Christopher T King squirrel at WPI.EDU
Thu Jul 1 13:37:13 EDT 2004


(I originally posted this in comp.lang.python and was redirected here)

In a quest to speed up numarray computations, I tried writing a 'threaded 
array' class for use on SMP systems that would distribute its workload 
across the processors. I hit a snag when I found out that since the Python 
interpreter is not reentrant, this effectively disables parallel 
processing in Python. I've come up with two solutions to this problem, 
both involving numarray's C functions that perform the actual vector 
operations:

1) Surround the C vector operations with Py_BEGIN_ALLOW_THREADS and 
   Py_END_ALLOW_THREADS, thus allowing the vector operations (which don't 
   access Python structures) to run in parallel with the interpreter.
   Python glue code would take care of threading and locking.

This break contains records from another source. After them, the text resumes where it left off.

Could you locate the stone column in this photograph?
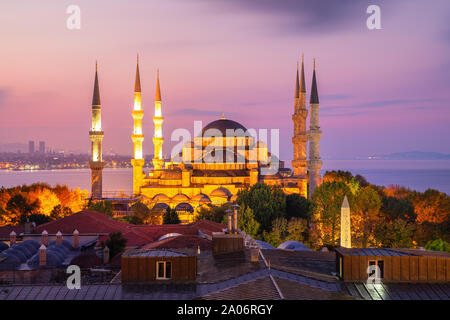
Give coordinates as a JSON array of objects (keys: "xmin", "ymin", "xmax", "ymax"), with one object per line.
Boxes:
[
  {"xmin": 41, "ymin": 230, "xmax": 48, "ymax": 246},
  {"xmin": 341, "ymin": 196, "xmax": 352, "ymax": 248},
  {"xmin": 56, "ymin": 231, "xmax": 62, "ymax": 244},
  {"xmin": 39, "ymin": 245, "xmax": 47, "ymax": 266},
  {"xmin": 103, "ymin": 246, "xmax": 109, "ymax": 264}
]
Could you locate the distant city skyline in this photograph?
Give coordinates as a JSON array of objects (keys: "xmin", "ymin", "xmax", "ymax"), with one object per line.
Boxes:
[{"xmin": 0, "ymin": 0, "xmax": 450, "ymax": 160}]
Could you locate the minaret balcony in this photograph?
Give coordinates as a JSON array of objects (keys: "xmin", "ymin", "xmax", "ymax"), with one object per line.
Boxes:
[
  {"xmin": 131, "ymin": 134, "xmax": 144, "ymax": 142},
  {"xmin": 131, "ymin": 110, "xmax": 144, "ymax": 120}
]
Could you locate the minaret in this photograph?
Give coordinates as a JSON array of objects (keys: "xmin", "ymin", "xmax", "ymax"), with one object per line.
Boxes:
[
  {"xmin": 131, "ymin": 56, "xmax": 145, "ymax": 195},
  {"xmin": 292, "ymin": 56, "xmax": 308, "ymax": 198},
  {"xmin": 89, "ymin": 62, "xmax": 105, "ymax": 200},
  {"xmin": 308, "ymin": 59, "xmax": 322, "ymax": 198},
  {"xmin": 153, "ymin": 69, "xmax": 164, "ymax": 170}
]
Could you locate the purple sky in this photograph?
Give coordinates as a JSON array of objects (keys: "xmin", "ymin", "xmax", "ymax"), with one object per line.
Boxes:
[{"xmin": 0, "ymin": 0, "xmax": 450, "ymax": 159}]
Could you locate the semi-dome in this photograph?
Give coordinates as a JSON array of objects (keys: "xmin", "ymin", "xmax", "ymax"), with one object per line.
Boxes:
[
  {"xmin": 172, "ymin": 193, "xmax": 189, "ymax": 202},
  {"xmin": 202, "ymin": 118, "xmax": 247, "ymax": 137},
  {"xmin": 153, "ymin": 193, "xmax": 170, "ymax": 202},
  {"xmin": 211, "ymin": 187, "xmax": 231, "ymax": 198}
]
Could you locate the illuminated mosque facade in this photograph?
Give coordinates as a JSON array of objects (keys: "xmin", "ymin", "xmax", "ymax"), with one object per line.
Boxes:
[{"xmin": 89, "ymin": 58, "xmax": 322, "ymax": 221}]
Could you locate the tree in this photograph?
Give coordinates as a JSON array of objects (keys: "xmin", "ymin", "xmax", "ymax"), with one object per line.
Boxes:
[
  {"xmin": 425, "ymin": 239, "xmax": 450, "ymax": 253},
  {"xmin": 380, "ymin": 196, "xmax": 416, "ymax": 222},
  {"xmin": 286, "ymin": 193, "xmax": 314, "ymax": 219},
  {"xmin": 103, "ymin": 231, "xmax": 128, "ymax": 258},
  {"xmin": 163, "ymin": 208, "xmax": 181, "ymax": 224},
  {"xmin": 374, "ymin": 219, "xmax": 416, "ymax": 248},
  {"xmin": 323, "ymin": 170, "xmax": 360, "ymax": 194},
  {"xmin": 6, "ymin": 193, "xmax": 39, "ymax": 221},
  {"xmin": 263, "ymin": 218, "xmax": 308, "ymax": 248},
  {"xmin": 350, "ymin": 187, "xmax": 381, "ymax": 248},
  {"xmin": 195, "ymin": 204, "xmax": 231, "ymax": 224},
  {"xmin": 263, "ymin": 218, "xmax": 289, "ymax": 248},
  {"xmin": 312, "ymin": 182, "xmax": 351, "ymax": 245},
  {"xmin": 88, "ymin": 200, "xmax": 114, "ymax": 217},
  {"xmin": 236, "ymin": 183, "xmax": 286, "ymax": 232},
  {"xmin": 285, "ymin": 218, "xmax": 308, "ymax": 243},
  {"xmin": 408, "ymin": 189, "xmax": 450, "ymax": 223},
  {"xmin": 19, "ymin": 213, "xmax": 53, "ymax": 226},
  {"xmin": 28, "ymin": 186, "xmax": 61, "ymax": 216},
  {"xmin": 238, "ymin": 207, "xmax": 259, "ymax": 238}
]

2) Move the parallelization into the C vector functions themselves. This 
   would likely get poorer performance (a chain of vector operations
   couldn't be combined into one threaded operation).

I'd much rather do #1, but will playing around with the interpreter state 
like that cause any problems?

Update from original posting:

I've partially implemented method #1 for Float64s. Running on four 2.4GHz
Xeons (possibly two with hyperthreading?), I get about a 30% speedup while
dividing 10 million Float64s, but a small (<10%) slowdown doing addition
or multiplication. The operation was repeated 100 times, with the threads
created outside of the loop (i.e. the threads weren't recreated for each
iteration). Is there really that much overhead in Python? I can post the
code I'm using and the numarray patch if it's requested.